Hilfsnavigation
Quickmenu
Zum Aktivieren des Google-Übersetzers bitte klicken. Wir möchten darauf hinweisen, dass nach der Aktivierung Daten an Google übermittelt werden.
Mehr Informationen zum Datenschutz
Volltextsuche
Seiteninhalt

Verlagerung der elektronischen Buchführung ins Ausland bei der Zollverwaltung beantragen

Leistungsbeschreibung

Ob ein Antrag nötig ist, hängt von dem Staat ab, in den Sie Ihre elektronische Buchführung oder Teile davon verlagern möchten:

  • ohne Antrag: EU-Mitgliedstaaten
  • mit Antrag: Staaten außerhalb der EU

Der Antrag muss Folgendes enthalten:

  • Standort des Datenverarbeitungssystems im Ausland: vollständige Anschrift, gegebenenfalls abweichender Firmenname, Anschrift eines beauftragten Dritten
  • detaillierte Beschreibung der für die Verlagerung vorgesehenen
    • elektronischen Bücher und
    • sonstigen erforderlichen elektronischen Aufzeichnungen

Die Verlagerung ist nur möglich, wenn dadurch die Besteuerung nicht beeinträchtigt wird. Sie müssen also sicherstellen, dass Sie weiterhin alle Ihre steuerlichen Pflichten erfüllen. Dazu gehören:

  • die allgemeinen Mitwirkungspflichten im Besteuerungsverfahren,
  • die einschlägigen Ordnungs-, Aufzeichnungs- und Aufbewahrungspflichten sowie
  • die Auskunfts- und Vorlagepflichten.

Der Zugriff des Hauptzollamts auf Ihre Daten muss sichergestellt sein. Die Daten müssen unverzüglich lesbar gemacht werden können.
Wird die Bewilligung der Verlagerung sowohl für den Bereich der Steuerverwaltung als auch für den Bereich der Zollverwaltung beantragt, so sind zwei getrennte Anträge  zu stellen: beim Finanzamt und beim Hauptzollamt.
Eine Verlagerung der "physischen Buchführung" oder "Papierbuchführung" sieht der Gesetzgeber nicht vor.
Es ist Ihre Aufgabe, die vorzulegenden Daten so zu organisieren, dass bei einer zulässigen Einsichtnahme in die steuerlich relevanten Datenbestände keine gesetzlich geschützten Bereiche berührt werden können. Das könnte zum Beispiel bei Angehörigen rechtsberatender und steuerberatender Berufe der Fall sein.
Standortänderungen müssen Sie unverzüglich mitteilen.

Verfahrensablauf

Wenn Sie Ihre elektronische Buchführung innerhalb der Europäischen Union verlagern wollen, ist kein Antrag erforderlich.
Wenn Sie Ihre elektronische Buchführung in ein Drittland verlagern möchten, können Sie den Antrag formlos per E-Mail oder per Post stellen:

  • Verfassen Sie den Antrag und machen Sie darin Angaben zu folgenden Punkten:
    • die elektronischen Bücher, die ins Ausland verlagert werden sollen, sowie die sonstigen elektronischen Aufzeichnungen und Unterlagen
    • das für die Verlagerung gewählte Verfahren
    • den Zeitplan der Verlagerung
    • den genauen Standort des Datenverarbeitungs- und Buchhaltungssystems
    • bei Beauftragung eines Dritten: dessen Name und Anschrift
  • Schicken Sie den Antrag an das Hauptzollamt, das am Sitz Ihres Unternehmens zuständig ist. Gegebenenfalls fordert das Hauptzollamt weitere Unterlagen oder Nachweise von Ihnen an. Kommen Sie dem nach.
  • Sie erhalten einen Bescheid über die Entscheidung zu Ihrem Antrag.

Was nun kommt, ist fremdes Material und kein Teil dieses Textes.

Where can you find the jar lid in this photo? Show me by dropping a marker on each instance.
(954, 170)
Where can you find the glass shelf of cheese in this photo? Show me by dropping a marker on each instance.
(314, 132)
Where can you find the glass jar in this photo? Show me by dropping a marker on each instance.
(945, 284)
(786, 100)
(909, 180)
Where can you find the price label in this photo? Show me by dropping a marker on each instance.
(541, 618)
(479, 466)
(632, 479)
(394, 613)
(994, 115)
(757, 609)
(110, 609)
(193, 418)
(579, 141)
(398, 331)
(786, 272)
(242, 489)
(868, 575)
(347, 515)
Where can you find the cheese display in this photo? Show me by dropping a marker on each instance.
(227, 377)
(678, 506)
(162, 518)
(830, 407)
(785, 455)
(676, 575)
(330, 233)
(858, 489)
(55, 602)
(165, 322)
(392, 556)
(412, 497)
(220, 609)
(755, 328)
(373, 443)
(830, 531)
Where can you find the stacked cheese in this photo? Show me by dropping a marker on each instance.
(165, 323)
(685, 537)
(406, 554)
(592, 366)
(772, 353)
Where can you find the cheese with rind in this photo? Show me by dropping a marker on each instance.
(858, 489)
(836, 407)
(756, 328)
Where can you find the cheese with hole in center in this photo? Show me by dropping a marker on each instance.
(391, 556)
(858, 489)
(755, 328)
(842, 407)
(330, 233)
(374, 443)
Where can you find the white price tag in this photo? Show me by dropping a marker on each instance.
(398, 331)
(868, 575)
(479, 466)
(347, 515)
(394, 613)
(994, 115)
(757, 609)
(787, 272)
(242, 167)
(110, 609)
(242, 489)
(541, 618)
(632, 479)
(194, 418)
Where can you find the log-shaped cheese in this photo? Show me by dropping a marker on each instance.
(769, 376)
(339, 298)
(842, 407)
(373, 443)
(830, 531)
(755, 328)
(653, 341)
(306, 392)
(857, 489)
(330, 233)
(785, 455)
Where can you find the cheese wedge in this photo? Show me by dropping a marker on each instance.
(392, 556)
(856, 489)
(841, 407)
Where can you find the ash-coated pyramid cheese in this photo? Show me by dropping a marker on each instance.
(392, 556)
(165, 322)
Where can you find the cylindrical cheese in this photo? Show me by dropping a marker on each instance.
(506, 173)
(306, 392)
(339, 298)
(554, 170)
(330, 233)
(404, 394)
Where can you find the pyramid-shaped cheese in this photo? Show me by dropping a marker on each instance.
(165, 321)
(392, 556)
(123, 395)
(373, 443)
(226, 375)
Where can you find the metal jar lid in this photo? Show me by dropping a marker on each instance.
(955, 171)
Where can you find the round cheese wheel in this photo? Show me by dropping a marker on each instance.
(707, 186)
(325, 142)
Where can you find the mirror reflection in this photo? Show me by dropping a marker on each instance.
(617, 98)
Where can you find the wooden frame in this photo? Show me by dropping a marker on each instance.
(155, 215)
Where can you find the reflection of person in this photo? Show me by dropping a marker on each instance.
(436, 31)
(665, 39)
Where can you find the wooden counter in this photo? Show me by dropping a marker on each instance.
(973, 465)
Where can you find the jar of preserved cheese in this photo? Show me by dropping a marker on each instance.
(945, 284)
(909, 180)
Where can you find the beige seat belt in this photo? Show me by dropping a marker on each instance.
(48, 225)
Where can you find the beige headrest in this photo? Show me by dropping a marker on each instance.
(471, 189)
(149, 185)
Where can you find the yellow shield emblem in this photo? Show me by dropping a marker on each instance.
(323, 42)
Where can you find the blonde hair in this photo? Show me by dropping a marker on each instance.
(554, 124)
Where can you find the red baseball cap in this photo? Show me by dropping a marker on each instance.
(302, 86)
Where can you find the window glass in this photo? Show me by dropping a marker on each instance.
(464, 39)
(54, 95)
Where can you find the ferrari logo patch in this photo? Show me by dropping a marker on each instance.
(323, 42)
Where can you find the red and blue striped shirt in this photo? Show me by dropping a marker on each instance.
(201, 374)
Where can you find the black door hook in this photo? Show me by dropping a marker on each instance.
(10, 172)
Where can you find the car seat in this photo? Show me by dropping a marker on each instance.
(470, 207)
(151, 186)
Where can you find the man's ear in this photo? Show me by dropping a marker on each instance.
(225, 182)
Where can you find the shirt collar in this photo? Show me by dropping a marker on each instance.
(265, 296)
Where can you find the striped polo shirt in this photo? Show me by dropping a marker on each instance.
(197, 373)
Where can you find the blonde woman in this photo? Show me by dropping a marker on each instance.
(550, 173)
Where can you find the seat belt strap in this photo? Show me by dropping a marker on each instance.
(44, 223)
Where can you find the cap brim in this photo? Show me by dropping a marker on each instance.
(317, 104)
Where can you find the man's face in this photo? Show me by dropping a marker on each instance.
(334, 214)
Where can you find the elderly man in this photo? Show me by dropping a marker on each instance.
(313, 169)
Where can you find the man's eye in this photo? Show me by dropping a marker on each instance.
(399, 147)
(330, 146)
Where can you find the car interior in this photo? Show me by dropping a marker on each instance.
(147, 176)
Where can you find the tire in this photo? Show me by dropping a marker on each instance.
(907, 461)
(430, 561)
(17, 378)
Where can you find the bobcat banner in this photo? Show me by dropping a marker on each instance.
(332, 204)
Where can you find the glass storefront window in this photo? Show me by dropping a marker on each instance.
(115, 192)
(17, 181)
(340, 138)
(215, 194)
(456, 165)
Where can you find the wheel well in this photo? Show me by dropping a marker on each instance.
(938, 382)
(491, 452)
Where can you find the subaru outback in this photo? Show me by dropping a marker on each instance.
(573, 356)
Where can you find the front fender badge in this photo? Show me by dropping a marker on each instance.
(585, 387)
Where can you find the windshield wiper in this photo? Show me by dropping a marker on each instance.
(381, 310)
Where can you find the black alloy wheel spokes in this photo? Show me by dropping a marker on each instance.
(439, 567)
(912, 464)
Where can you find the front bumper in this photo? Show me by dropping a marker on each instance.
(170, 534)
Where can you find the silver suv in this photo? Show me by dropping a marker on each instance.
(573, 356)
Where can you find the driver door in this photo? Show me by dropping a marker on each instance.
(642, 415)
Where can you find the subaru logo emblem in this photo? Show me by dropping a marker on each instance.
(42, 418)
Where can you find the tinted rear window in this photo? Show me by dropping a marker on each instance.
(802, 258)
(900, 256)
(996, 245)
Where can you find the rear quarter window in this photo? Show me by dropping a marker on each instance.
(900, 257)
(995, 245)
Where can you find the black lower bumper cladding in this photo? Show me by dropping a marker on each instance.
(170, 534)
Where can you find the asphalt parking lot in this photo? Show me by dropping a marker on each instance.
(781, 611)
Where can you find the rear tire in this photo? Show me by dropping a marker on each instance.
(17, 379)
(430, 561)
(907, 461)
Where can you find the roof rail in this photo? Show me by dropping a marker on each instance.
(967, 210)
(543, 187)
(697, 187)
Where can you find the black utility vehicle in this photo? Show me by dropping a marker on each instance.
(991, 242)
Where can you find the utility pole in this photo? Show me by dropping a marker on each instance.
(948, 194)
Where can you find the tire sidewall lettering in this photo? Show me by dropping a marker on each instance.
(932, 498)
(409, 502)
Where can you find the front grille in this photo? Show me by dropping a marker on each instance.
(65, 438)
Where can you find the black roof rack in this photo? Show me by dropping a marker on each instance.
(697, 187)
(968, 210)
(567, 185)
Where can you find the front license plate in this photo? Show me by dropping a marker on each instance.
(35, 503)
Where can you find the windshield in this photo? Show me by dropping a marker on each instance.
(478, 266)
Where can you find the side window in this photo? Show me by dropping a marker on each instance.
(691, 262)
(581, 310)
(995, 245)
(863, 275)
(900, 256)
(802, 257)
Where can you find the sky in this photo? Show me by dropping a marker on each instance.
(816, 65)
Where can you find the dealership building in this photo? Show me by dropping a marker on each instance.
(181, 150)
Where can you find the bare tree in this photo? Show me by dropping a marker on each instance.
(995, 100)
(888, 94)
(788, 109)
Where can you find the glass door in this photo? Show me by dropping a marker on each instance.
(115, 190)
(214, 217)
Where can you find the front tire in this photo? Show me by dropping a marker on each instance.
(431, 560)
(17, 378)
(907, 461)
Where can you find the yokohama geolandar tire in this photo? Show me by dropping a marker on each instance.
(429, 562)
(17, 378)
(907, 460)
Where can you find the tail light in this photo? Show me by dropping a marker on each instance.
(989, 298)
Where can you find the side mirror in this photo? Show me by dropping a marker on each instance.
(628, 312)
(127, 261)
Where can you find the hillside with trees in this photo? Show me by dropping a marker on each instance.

Konzerne müssen für jede Gesellschaft einen gesonderten Antrag stellen.

Voraussetzungen

  • Ihr Unternehmen ist in der Vergangenheit seinen steuerlichen Pflichten nachgekommen. Das Hauptzollamt muss davon ausgehen können, dass sich dies auch nach Verlagerung der elektronischen Bücher ins Ausland nicht ändern wird.
  • Befolgung der "Grundsätze zur ordnungsmäßigen Führung und Aufbewahrung von Büchern, Aufzeichnungen und Unterlagen in elektronischer Form sowie zum Datenzugriff" (GoBD)
  • Verlagerung möglich
    • innerhalb der Europäischen Union oder
    • in Drittländer, mit denen Deutschland ein Doppelbesteuerungsabkommen geschlossen hat.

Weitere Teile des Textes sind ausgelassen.